Well, first I suppressed inappropriate laughter in the elevator because I kept hearing, "going down Mr. Tyler?" in my head.  I chose not to say that to two men with whom I was not well-acquainted and was also confined in a moving box.

I got off at LL.  I turned left.  They followed me.  Dammit!   Not my floor.  So I proceeded to walk out the door onto the roof of the parking garage.   Who puts a roof on the first floor?

What would you have done?  Turned around upon realizing your error and get back on the elevator?  No!  It was the Not You Wave on a much larger scale.  Two strangers could see me.  Plus all the hidden cameras I assume were watching.  I didn't see any.  That's why I said hidden.

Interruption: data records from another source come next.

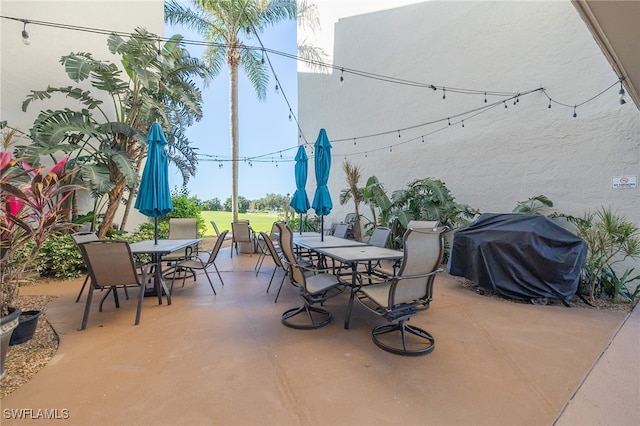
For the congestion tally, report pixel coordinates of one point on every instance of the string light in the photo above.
(26, 40)
(25, 34)
(621, 93)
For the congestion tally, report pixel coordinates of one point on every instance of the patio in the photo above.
(227, 359)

There I am, on the roof, and immediately I pull out my phone. I meant to do that. Clearly I can't walk to my car, because it's under the roof.  My car knows I avoid direct sunlight at all costs.  I hear the men walk toward their cars as I pretend to check emails.  OK, I was actually checking actual emails.  But it gets better, because I totally commit to this roof charade.  I walk around the roof in the hopes that there was a way down without having to go back into the building.  Of course, no way out.

That's when I start with the impromptu photo session of the graffiti across the street and the tree pictures.  Satisfied, (faking satisfied, oh, I didn't fake it, I'm an actor remember?) I strode back into the building and got back on the elevator.  After I tried to leave via the stairs which only led to a different part of the first floor.  Stupid stupid stupid building design.

One LL later and I'm walking toward my own car.  I meant to do that.